International 19 2 min. 01.12.2018

«Gilets jaunes»: incidents aux Champs-Élysées, Castaner veut que la contestation «se structure»

«Gilets jaunes»: incidents aux Champs-Élysées, Castaner veut que la contestation «se structure»

Photo: AFP
International 19 2 min. 01.12.2018

«Gilets jaunes»: incidents aux Champs-Élysées, Castaner veut que la contestation «se structure»

De premiers et brefs incidents ont éclaté ce samedi matin à Paris sur le haut des Champs-Élysées où des «gilets jaunes» sont rassemblés pour leur troisième journée d'action nationale.

(AFP) – Aux alentours de 9 heures, des manifestants ont tenté de forcer un point de contrôle sur la place de l'Étoile provoquant une riposte de forces de l'ordre qui ont fait usage de lacrymogènes. Depuis 6 heures, l'artère parisienne est interdite à la circulation et soumise à un quadrillage policier serré afin d'éviter tout débordement.

Deux personnes ont été interpellées pour port d'arme prohibé, selon une source policière. Après avoir été dispersés de la place de l'Arc de Triomphe, qui était alors encore ouverte à la circulation, les manifestants, pour certains encagoulés et masqués, se sont rabattus sur les avenues adjacentes, a constaté une journaliste de l'AFP. Sur l'une d'elles, avenue Mac-Mahon, des poubelles ont été renversées et incendiées, déclenchant un petit feu de déchets au milieu de la chaussée.

«Il faut accepter le dialogue, quelques règles»

Le ministre de l'Intérieur Christophe Castaner a jugé nécessaire que la contestation des «gilets jaunes», qui entament leur troisième samedi de mobilisation, «se structure» pour qu'une réponse puisse leur être apportée. «Dans une contestation à un moment donné, il faut accepter le dialogue, quelques règles», a affirmé le ministre, venu sur les Champs-Élysées saluer la mobilisation des forces de l'ordre.

«Il n'y a pas d'ordre public sans règles» ni «volonté de dialoguer», a-t-il souligné, fustigeant ceux qui «exigent» de rencontrer le gouvernement mais refusent ensuite de négocier. «C'est ce à quoi le Premier ministre et le président de la République ont invité les manifestants», notamment avec une concertation de trois mois sur le territoire qui doit permettre d'«entendre ces colères», a ajouté le ministre.

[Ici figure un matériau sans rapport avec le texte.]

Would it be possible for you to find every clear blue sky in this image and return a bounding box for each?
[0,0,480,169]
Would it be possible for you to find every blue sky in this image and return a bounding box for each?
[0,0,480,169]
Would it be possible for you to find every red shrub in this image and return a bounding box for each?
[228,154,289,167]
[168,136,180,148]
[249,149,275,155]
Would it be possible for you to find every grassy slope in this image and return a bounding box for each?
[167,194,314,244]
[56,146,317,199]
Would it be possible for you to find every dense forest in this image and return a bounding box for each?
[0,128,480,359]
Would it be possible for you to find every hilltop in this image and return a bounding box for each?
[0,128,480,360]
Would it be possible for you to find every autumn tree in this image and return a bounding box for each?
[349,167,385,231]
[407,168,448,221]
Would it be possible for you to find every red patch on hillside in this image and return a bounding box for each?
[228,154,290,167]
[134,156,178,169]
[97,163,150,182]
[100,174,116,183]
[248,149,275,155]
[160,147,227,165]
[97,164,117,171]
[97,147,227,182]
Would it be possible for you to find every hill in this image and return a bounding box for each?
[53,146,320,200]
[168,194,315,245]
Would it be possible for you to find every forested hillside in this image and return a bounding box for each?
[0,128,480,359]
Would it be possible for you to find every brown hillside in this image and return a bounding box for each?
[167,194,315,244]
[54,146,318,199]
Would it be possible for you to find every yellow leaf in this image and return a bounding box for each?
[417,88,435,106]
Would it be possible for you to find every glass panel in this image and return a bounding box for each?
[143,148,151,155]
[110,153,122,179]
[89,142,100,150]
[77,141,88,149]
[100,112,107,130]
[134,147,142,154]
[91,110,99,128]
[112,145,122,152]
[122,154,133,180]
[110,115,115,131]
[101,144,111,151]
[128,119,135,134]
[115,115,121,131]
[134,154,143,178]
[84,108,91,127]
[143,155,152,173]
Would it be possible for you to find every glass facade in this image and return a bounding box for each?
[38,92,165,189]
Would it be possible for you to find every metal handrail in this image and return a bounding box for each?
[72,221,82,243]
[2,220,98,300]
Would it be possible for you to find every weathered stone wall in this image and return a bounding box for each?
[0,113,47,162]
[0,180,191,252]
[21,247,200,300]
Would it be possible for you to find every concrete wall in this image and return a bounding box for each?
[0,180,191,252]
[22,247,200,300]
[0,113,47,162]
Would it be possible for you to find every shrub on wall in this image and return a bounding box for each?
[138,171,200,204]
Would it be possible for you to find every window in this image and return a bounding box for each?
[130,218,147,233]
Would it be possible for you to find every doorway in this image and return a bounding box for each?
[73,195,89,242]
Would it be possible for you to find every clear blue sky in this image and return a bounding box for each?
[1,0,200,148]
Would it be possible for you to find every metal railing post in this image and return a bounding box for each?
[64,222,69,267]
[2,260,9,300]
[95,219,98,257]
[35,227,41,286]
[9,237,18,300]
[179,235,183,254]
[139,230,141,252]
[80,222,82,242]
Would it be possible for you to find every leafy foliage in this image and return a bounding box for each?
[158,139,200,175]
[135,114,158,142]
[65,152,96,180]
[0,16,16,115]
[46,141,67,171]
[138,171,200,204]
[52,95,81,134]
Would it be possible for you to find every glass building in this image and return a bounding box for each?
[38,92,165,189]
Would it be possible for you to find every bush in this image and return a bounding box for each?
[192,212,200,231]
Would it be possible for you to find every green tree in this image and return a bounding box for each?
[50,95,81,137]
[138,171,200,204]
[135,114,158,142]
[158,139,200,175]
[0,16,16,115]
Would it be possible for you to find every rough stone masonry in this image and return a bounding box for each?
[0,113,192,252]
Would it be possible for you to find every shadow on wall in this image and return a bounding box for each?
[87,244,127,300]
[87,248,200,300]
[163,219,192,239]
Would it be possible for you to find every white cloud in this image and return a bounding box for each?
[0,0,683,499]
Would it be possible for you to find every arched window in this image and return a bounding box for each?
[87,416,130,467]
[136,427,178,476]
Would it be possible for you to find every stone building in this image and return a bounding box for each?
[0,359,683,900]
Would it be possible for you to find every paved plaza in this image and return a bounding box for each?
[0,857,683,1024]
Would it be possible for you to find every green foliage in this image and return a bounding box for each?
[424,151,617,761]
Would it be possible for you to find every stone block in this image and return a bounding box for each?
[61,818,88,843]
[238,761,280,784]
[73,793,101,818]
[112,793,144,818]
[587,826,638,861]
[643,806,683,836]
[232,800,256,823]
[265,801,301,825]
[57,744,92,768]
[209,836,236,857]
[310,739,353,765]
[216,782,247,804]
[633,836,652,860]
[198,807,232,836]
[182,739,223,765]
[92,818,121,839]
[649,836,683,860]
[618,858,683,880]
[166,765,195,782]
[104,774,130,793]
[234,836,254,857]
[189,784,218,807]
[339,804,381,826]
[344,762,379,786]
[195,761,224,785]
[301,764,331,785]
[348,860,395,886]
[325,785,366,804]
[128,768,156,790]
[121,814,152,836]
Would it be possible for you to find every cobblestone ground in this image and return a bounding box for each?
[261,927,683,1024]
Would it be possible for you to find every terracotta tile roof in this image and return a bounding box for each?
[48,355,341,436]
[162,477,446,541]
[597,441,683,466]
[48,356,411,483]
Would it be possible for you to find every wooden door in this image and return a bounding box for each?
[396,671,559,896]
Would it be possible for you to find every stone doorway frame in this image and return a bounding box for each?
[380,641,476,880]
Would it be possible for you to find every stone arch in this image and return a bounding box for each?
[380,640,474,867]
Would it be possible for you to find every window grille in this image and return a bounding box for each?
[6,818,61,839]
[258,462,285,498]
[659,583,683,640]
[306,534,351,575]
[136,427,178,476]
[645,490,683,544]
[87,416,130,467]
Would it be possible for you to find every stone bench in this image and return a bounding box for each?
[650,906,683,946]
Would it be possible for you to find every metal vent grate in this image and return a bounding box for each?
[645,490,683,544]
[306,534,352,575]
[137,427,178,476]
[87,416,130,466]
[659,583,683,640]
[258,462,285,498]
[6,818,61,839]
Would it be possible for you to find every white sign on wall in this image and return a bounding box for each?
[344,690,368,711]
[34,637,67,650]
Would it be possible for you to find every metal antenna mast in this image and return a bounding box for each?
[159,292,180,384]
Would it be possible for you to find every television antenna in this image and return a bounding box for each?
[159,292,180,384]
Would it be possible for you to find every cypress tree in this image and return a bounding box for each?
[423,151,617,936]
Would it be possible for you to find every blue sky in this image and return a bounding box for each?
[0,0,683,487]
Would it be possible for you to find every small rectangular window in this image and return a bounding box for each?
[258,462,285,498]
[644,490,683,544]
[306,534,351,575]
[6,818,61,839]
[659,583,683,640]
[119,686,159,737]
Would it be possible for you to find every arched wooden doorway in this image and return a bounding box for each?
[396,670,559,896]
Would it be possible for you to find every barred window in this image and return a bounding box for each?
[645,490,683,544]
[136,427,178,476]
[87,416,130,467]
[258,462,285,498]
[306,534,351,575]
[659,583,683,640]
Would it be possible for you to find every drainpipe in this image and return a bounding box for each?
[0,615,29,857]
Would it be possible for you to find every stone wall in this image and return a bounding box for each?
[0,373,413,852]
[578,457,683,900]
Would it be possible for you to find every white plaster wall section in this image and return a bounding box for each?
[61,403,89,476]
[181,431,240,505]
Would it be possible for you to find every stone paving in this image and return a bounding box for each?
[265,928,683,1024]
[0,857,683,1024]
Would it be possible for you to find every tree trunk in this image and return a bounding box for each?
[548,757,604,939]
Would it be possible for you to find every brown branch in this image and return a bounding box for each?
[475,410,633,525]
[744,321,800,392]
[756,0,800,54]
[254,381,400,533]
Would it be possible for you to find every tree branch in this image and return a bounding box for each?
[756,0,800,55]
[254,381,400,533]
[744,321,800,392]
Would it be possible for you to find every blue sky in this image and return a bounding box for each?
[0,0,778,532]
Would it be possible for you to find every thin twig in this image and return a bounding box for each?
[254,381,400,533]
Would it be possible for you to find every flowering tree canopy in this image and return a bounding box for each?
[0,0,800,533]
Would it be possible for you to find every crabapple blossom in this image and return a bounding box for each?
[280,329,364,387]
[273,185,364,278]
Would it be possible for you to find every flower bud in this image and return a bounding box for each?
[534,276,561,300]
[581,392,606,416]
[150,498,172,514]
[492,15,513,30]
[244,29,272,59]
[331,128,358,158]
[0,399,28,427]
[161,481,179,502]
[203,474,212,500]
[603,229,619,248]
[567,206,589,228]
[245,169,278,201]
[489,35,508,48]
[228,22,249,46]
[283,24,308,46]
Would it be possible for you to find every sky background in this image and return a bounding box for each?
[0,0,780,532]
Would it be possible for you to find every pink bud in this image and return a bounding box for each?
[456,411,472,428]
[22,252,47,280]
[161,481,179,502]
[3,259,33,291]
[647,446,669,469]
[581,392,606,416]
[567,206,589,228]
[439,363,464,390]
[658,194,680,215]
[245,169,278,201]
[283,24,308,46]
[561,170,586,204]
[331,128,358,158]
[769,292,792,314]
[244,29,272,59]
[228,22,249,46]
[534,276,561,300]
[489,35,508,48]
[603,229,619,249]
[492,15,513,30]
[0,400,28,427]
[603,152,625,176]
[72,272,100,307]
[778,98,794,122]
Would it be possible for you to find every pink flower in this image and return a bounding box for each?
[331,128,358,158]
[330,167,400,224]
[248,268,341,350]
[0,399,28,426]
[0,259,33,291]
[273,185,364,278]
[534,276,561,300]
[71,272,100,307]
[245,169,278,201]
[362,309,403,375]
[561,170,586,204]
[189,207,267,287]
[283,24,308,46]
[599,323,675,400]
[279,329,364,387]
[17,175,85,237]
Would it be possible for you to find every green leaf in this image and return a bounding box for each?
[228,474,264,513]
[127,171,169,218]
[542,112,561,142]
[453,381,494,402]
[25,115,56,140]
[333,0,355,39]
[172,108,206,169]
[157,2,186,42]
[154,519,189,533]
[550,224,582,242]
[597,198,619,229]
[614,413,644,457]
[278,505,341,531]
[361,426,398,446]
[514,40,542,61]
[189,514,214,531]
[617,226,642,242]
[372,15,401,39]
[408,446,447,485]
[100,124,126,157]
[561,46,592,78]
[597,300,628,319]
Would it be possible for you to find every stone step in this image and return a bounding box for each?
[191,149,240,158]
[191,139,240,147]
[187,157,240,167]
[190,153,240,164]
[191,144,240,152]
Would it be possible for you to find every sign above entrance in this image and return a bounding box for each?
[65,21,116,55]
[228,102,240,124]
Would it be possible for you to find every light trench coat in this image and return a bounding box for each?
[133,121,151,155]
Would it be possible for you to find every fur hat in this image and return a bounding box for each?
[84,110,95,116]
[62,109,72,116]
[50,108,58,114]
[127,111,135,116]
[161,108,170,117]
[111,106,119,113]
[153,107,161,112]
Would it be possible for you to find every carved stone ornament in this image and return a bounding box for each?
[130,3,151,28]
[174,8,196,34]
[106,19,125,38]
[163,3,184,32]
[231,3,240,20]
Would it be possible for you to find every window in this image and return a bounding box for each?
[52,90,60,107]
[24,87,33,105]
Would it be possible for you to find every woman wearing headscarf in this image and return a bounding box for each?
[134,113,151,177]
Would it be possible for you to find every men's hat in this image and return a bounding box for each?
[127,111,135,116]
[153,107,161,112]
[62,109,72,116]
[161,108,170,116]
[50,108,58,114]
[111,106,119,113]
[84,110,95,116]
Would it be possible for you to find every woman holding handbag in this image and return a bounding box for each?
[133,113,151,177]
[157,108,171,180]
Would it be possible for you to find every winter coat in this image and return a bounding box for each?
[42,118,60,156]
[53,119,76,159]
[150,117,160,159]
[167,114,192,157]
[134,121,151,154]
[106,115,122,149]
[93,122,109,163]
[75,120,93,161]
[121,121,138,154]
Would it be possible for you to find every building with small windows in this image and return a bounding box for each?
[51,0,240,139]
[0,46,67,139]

Mais «qu'elles se structurent, s'organisent et qu'on puisse apporter des réponses» a-t-il ajouté, affirmant que «nous en avons déjà apporté, il faut continuer» à le faire.

Pour ce troisième samedi de manifestation «la sérénité est le plus important, que ceux qui veulent manifester puissent manifester», a-t-il affirmé. Il s'agit aussi d'«empêcher ceux qui sont venus pour casser», et que «ce droit fondamental de manifester ne soit pas un empêchement aux commerçants de Paris de pouvoir exercer leur activité», a-t-il dit.

«Beaucoup de Français qui veulent se déplacer se plaignent aussi de ces blocages et notre responsabilité est de faire en sorte que tout se passe au mieux», a-t-il ajouté, tout en condamnant les violences «inadmissibles» contre les forces de l'ordre depuis le début de la mobilisation il y a deux semaines.

Le ministre de l'Intérieur Christophe a dénoncé samedi la présence de «1.500 perturbateurs (...) venus pour en découdre» aux abords des Champs-Élysées. «200 manifestants pacifiques sur les Champs-Élysées. 1500 perturbateurs à l'extérieur du périmètre venus pour en découdre. Nos forces de l'ordre répondent présent et repoussent les casseurs: déjà 39 interpellations», a tweeté le ministre.